Weihnachtszauber Bedeutungsvolles Grün

Auch im Freien verbreiten geschmückte Bäume eine festliche Stimmung und sind das Herz der weihnachtlichen Dekoration.                                           Foto: Erik Schumann/Fotolia.com
Auch im Freien verbreiten geschmückte Bäume eine festliche Stimmung und sind das Herz der weihnachtlichen Dekoration.                                           Foto: Erik Schumann/Fotolia.com
07.12.2018

Wie eine festlich geschmückte Tanne zu Weihnachten in unsere Wohnzimmer Einzug hielt. 

Von Anne Meßmer   

Den einen speziellen historischen Ursprung für das Aufstellen eines Baums zur Weihnachtszeit gibt es nicht.

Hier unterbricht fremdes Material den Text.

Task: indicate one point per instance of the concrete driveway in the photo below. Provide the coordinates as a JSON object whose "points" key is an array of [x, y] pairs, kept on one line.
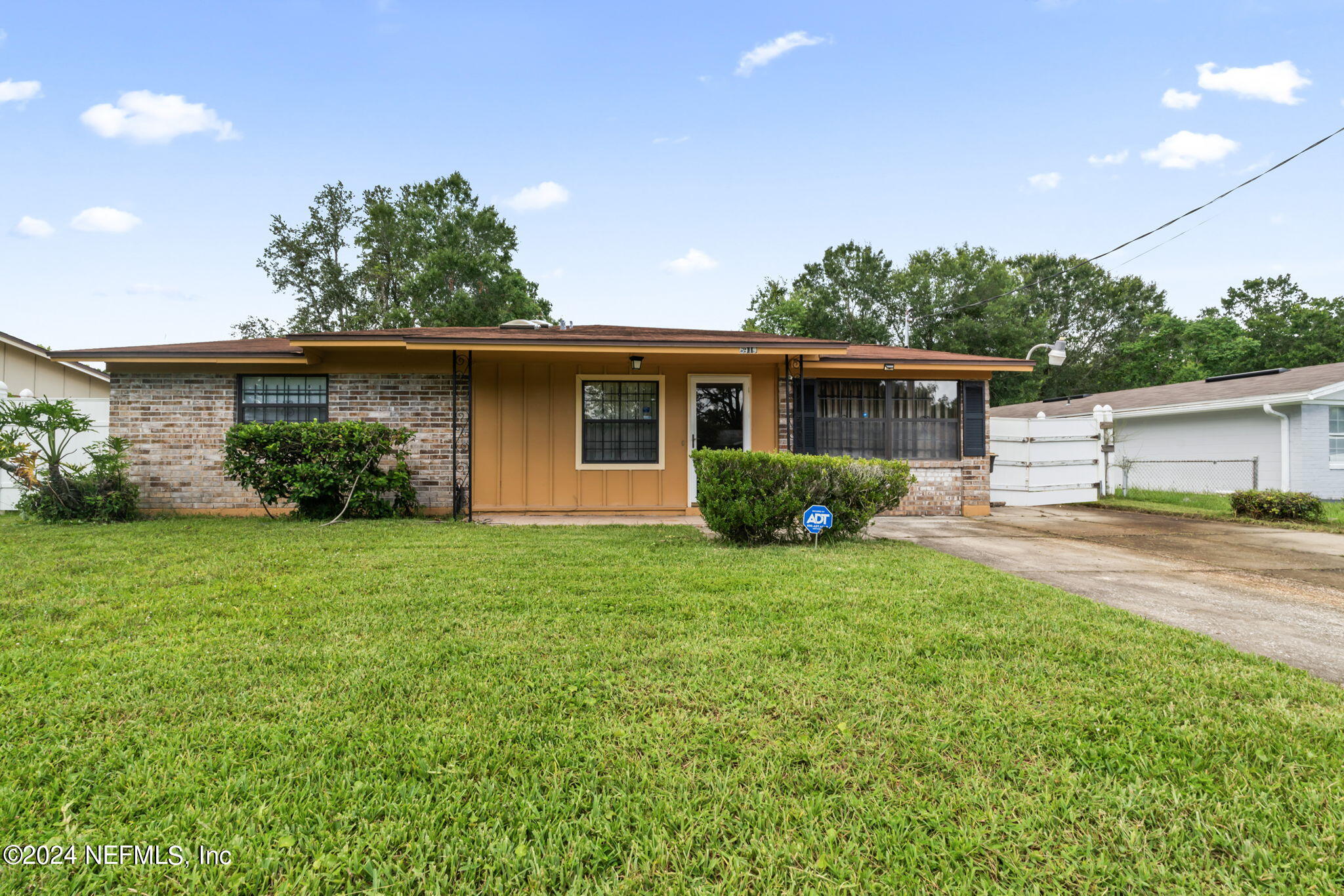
{"points": [[1278, 593]]}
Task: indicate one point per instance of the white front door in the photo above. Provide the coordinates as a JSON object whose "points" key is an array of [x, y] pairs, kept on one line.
{"points": [[719, 415]]}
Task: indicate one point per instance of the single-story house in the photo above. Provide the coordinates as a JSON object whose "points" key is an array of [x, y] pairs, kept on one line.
{"points": [[556, 419], [1292, 421], [26, 367]]}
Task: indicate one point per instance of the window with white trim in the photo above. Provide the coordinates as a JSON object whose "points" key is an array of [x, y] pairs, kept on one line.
{"points": [[1337, 437], [295, 399]]}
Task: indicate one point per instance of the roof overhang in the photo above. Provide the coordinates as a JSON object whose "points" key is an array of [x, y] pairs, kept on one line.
{"points": [[925, 363], [1203, 407], [54, 356]]}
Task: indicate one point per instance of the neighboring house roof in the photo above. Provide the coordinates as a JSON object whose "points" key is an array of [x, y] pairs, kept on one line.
{"points": [[1300, 384], [240, 347], [52, 356]]}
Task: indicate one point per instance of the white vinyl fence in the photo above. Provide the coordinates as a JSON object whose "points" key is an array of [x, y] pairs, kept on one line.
{"points": [[1045, 460], [94, 407]]}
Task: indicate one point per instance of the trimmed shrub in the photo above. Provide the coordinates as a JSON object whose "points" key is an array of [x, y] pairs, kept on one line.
{"points": [[756, 497], [322, 466], [35, 452], [1272, 504]]}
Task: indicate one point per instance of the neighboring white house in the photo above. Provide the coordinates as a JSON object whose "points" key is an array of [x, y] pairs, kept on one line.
{"points": [[26, 370], [1291, 419], [24, 366]]}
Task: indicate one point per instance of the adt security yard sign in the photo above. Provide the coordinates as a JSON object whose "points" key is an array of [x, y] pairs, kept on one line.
{"points": [[818, 518]]}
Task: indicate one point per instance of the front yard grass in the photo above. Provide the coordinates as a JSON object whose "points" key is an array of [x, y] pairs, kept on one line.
{"points": [[432, 707]]}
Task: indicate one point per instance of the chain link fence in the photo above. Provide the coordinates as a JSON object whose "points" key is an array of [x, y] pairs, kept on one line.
{"points": [[1191, 478]]}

In fast allen Kulturen der Welt sind immergrüne Pflanzen Zeichen der Lebenskraft und des ewigen Lebens. Die Römer zum Beispiel schmückten ihr Heim zum Jahreswechsel mit Lorbeerzweigen. Im Mittelalter bildete sich der Brauch aus, zu bestimmten Feiertagen ganze Bäume zu schmücken, auch wenn es damals meist keine immergrünen Bäume wie Tannen waren. Zu Weihnachten stand in vielen Kirchen oftmals ein Laubbaum, der mit Äpfeln geschmückt wurde.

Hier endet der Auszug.